Huge deeds which decide premierships in front of huge crowds are as inextricably linked as a heartbeat and life.
The alternative seems incomprehensible.
It's why some radical alternatives are being considered.
Like an AFL grand final in the Northern Territory, which with fewer than 30 confirmed coronavirus cases is planning to restart competitive sport in front of live crowds from early next month.
Any grand final held away from the MCG is obviously a huge step.
But if the actual playing arena is the only thing which matters without a six-figure turnout sitting in the stands, would not any sort of crowd be preferable, regardless of the location?
Would that make the game feel more like a "real" grand final because of the presence of at least some spectators, or less so because of where it was being held?
It's the type of question which will likely prove impossible to answer until it happens and all of us, players and fans alike, have been through the experience.
I certainly have no idea how I'd react until I'd witnessed it.
A media colleague of mine is one of the most diehard St Kilda fans I have known, who has suffered through the last 50-odd years of the Saints' failure to win a second premiership and their near-misses along the way.
As desperate as he is to see them end the drought, he insists he'd rather they didn't create that slice of history in front of an empty stadium.
I believe him, too.

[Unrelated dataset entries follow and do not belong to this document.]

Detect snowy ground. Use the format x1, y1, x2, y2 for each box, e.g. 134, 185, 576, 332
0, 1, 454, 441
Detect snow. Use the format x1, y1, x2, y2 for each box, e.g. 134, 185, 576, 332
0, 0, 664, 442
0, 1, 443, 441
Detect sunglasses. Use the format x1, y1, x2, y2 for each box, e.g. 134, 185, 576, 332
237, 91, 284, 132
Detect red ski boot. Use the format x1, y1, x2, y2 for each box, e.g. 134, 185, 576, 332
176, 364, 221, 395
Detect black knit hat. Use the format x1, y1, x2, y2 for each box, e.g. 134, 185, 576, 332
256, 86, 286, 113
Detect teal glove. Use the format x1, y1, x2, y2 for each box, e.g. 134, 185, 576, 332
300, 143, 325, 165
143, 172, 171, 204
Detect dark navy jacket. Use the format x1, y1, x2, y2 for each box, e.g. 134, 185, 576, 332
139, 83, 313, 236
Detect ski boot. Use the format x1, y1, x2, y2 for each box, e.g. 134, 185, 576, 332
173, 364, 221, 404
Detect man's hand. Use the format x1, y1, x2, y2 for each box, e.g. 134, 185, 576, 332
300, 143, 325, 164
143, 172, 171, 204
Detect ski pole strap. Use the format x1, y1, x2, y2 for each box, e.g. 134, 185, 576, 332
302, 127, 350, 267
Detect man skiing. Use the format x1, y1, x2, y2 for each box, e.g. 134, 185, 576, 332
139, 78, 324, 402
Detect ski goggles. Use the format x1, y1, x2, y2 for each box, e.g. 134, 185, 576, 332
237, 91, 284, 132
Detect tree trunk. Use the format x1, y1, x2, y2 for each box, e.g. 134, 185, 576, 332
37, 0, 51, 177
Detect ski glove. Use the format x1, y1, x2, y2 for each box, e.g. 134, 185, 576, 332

But if and when St Kilda was part of a crowdless grand final, holding a narrow lead with a few minutes to play, would he really still not want the Saints to finish the job?
This man holds strong convictions, but I defy even him to answer that definitively.
Which pretty much sums up why even the most comprehensively-researched contingency plans about this AFL season can't be a lot more than guesswork.
We really are in uncharted territory here.
And how well it is negotiated simply won't be known until we complete the journey.